Dr. James Barry
James Barry was a surgeon in the British Army during the early 19th century. He graduated from The University of Edinburgh Medical School and worked in military hospitals throughout the British Empire, rising to the rank of Inspector General. After his death in 1865 it became apparent that Barry had in fact been born and raised as a woman, called Margaret Ann Bulkley. Confused that Barry had been identified as ‘male’ on his death certificate, when anatomical evidence suggested otherwise, the Register Office wrote to his doctor and enquired whether ‘after his death [Barry was] found to be female’, to which the doctor replied:
I never had any suspicion that Dr Barry was a woman… there was the woman who performed the last offices [and] she said that Dr Barry was a female and that I was a pretty doctor not to know this… I thought that he might be neither, viz. an imperfectly developed man. She then said that she had examined the body, and was a perfect female and farther that there were marks of him having had a child when very young. [It is] my own impression was that Dr Barry was a Hermaphrodite. But whether Dr Barry was a male, female, or hermaphrodite I do not know.
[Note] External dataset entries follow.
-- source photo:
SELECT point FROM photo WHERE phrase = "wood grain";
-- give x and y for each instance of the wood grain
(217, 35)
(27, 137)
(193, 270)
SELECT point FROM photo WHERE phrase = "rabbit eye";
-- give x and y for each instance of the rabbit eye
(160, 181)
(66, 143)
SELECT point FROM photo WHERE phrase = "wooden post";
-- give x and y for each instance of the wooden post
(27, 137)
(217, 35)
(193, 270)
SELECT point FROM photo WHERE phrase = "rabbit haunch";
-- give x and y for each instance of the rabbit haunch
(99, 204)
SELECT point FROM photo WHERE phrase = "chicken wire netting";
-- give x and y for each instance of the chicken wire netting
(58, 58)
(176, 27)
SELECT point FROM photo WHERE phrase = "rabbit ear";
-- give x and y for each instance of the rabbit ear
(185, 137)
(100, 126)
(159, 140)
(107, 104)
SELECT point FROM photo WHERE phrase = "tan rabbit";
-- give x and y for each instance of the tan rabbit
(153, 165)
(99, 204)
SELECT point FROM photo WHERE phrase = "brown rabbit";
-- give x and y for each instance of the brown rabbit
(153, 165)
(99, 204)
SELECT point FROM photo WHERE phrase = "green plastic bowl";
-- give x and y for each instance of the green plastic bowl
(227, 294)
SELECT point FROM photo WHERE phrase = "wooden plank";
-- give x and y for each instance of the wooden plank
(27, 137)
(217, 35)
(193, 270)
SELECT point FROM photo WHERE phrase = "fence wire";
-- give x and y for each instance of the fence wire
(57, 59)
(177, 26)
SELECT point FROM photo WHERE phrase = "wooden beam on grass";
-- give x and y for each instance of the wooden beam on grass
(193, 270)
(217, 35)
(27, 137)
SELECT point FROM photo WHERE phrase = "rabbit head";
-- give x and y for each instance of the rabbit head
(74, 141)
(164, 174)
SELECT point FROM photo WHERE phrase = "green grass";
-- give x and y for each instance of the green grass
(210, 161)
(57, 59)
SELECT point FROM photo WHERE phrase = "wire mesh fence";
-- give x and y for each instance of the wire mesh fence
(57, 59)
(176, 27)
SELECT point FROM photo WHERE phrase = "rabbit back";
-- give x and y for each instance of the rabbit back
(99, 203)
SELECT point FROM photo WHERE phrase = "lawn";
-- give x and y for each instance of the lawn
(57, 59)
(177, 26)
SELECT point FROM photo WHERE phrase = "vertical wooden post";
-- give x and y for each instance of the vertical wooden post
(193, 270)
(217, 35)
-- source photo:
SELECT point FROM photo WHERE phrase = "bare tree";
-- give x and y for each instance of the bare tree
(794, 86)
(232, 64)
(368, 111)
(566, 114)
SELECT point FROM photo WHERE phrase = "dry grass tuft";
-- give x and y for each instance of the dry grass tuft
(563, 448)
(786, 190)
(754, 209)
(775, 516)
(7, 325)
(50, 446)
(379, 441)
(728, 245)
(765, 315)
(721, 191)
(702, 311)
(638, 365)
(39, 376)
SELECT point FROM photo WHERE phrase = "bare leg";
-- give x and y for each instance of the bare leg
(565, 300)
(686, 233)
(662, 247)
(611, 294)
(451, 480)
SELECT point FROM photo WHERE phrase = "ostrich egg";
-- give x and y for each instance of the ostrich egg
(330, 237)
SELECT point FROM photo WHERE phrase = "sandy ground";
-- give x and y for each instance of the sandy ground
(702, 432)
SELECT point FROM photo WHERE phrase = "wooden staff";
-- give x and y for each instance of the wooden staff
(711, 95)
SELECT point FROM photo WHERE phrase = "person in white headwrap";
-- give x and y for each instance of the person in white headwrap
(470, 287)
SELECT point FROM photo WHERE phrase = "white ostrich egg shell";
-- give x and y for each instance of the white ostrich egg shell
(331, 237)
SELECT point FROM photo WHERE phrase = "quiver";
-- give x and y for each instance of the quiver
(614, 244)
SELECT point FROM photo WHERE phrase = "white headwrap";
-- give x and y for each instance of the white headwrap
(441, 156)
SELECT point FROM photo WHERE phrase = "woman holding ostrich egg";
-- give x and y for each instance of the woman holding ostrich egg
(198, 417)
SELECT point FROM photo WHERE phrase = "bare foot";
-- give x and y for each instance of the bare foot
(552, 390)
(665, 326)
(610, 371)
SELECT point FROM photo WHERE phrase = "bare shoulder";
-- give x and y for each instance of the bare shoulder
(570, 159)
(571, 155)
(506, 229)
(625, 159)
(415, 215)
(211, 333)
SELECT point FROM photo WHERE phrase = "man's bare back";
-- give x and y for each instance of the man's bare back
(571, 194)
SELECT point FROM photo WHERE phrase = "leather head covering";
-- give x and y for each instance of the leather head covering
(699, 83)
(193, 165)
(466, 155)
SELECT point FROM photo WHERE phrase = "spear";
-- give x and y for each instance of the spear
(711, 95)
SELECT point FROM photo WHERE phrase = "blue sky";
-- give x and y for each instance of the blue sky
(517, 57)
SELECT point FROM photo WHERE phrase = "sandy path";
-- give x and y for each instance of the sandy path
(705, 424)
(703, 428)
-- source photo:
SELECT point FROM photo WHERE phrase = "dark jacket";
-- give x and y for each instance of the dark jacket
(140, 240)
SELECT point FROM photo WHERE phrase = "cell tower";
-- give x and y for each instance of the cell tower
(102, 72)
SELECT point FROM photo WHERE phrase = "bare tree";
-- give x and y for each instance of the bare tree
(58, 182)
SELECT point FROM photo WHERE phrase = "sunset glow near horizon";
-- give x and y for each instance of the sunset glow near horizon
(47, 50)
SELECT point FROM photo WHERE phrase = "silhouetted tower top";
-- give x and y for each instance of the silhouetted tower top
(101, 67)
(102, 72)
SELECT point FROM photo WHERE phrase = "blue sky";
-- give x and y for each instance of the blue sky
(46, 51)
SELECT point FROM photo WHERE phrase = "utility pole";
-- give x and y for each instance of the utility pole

After this revelation some claimed to have known all along, though the army sealed their records for 100 years. It is believed that Barry disguised herself solely so that she could become a doctor and as such she became the first British woman to qualify. She was dedicated to improving the sanitary conditions and diets for her patients everywhere she went although she was often argumentative, as documented by Florence Nightingale after the pair had a dispute during the Crimean War: ‘I never had such a blackguard rating in all my life… than from this Barry sitting on his horse… he behaved like a brute … After he was dead, I was told that (he) was a woman… I should say that (she) was the most hardened creature I ever met.’